- Official poster
- Directed by: Tom Roberts
- Written by: Natalia Portnova; Simon van der Borgh;
- Produced by: Jimmy de Brabant; Michael Dounaev; Kami Naghdi;
- Starring: Thomas Kretschmann; Daniel Brühl; Vera Farmiga; John Malkovich;
- Cinematography: Sergei Astakhov
- Edited by: Paul Carlin
- Music by: Dan Jones
- Production companies: Thema Production; Peace Arch Films;
- Distributed by: Peace Arch Films
- Release dates: 4 March 2008 (Russia); 31 May 2010 (United Kingdom);
- Running time: 113 minutes
- Countries: Russia; United Kingdom;
- Languages: Russian; German; English;

= In Transit (2008 film) =

In Transit (originally titled In Tranzit) is a 2008 Russian-British drama film based on the true story of German prisoners of war in a Soviet work camp after World War II. The film was directed by Tom Roberts, and stars Thomas Kretschmann, Daniel Brühl, Vera Farmiga, and John Malkovich.

The film was released in Russian cinemas on 4 March 2008 and in the United Kingdom on 31 May 2010.

==Plot==

In the winter of 1946, in Leningrad, a group of German prisoners of war are sent to a female transit camp by the cruel Russian Colonel Pavlov. When they arrive, the Russian female soldiers show hostility to the prisoners on the grounds that have killed their families and friends; only Dr. Natalia and the cook treat the prisoners with dignity.

Natalia has an agreement with Colonel Pavlov to keep her former lover, who was wounded on the head during the war, in the camp instead of sending him to an institution in Siberia. Pavlov assigns Natalia to discover the members of the SS hiding in the group of prisoners. Natalia and the prisoner Max Bort feel a great attraction for each other, while another prisoner, Klaus Prompst, tries to convince Max to denounce a couple of prisoners to satisfy Pavlov.

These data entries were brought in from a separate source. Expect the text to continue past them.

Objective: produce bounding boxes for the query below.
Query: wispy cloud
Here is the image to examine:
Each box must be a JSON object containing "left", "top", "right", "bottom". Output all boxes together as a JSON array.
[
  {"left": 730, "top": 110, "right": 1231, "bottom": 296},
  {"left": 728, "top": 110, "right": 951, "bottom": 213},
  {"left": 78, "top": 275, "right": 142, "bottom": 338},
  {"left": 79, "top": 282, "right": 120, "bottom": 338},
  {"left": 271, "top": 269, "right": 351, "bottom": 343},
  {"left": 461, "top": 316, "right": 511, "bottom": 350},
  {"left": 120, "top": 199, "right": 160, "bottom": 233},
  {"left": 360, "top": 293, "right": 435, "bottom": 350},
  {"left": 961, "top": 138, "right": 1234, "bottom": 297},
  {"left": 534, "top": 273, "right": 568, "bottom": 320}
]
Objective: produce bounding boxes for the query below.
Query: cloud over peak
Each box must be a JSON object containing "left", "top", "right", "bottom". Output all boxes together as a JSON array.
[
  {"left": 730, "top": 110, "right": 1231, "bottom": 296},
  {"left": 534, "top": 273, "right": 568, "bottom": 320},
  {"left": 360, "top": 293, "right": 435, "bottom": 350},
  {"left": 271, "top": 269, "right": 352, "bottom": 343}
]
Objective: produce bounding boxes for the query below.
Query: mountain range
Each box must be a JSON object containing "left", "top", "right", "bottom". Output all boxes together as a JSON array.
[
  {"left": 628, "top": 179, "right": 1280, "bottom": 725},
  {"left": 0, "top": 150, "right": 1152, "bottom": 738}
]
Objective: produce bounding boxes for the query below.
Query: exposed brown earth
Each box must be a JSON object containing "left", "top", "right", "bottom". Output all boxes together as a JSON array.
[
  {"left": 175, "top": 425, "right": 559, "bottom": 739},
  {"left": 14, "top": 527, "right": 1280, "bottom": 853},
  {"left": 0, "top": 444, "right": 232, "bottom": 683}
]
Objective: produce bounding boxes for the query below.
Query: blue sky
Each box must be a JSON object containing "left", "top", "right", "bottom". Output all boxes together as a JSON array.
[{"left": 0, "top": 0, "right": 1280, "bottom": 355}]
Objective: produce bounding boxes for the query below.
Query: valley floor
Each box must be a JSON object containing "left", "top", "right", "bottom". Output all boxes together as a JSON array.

Natalia convinces the businessman Yakov to organise an orchestra with the prisoners; they are invited to a ball, where the lonely women who survived the war get to dance with the Germans. After the ball, Natalia convinces Officer Elena to let the prisoners spend the night with the women. Natalia has a one-night stand with Max and while he sneaks back to the quarters, he is attacked by Klaus but saved by Natalia, who then discovers who Klaus actually is. Pavlov interrupts the fight between Max and Klaus. Klaus then commits suicide, being hit by a train. Max and Pavlov discuss who Klaus really was and the reputation he had. Pavlov calls Natalia a true soviet for completing her mission, revealing the truth to Max. Max is taken away heart broken. The next day, Max is returned and Natalia's former lover is taken to Siberia. They eventually receive the news that Stalin made a deal and the POWs will be going home.

==Production==
In Transit was directed by Tom Roberts, from a screenplay written by Natalia Portnova and Simon van der Borgh. The film was produced by Jimmy de Brabant, Michael Dounaev and Kami Naghdi. Principal photography took place over five weeks in St. Petersburg, Russia in March and April 2006.

==Release==
The film was sold at the Cannes Film Market in 2007 and was not subject to theatrical release thereafter. It was distributed straight to DVD by Peace Arch Films in Russia on 4 March 2008, Peace Arch Home Entertainment in the United States on 5 May 2009 and Peace Arch Films and Universal Pictures Home Entertainment in the United Kingdom on 31 May 2010. Pan Vision released the film straight to DVD in Denmark on 30 March 2010, Sweden on 31 March 2010 and Finland on 1 April 2010. The film was also released on DVD in Japan, Australia, the Netherlands and Belgium.

==Reception==
In Transit received mixed reviews from film critics. The film was described by film critic Robert Roten as one where "strong acting helps overcome a meandering, but unpredictable plot. It is a solid international cast, and a story that, while not compelling, will keep you guessing right up to the end. It has an air of authenticity about it and it works for the most part." By way of contrast, another critic, Don Groves, saw the film as "almost totally devoid of tension, marred by slack pacing, thinly developed characters and banal dialogue."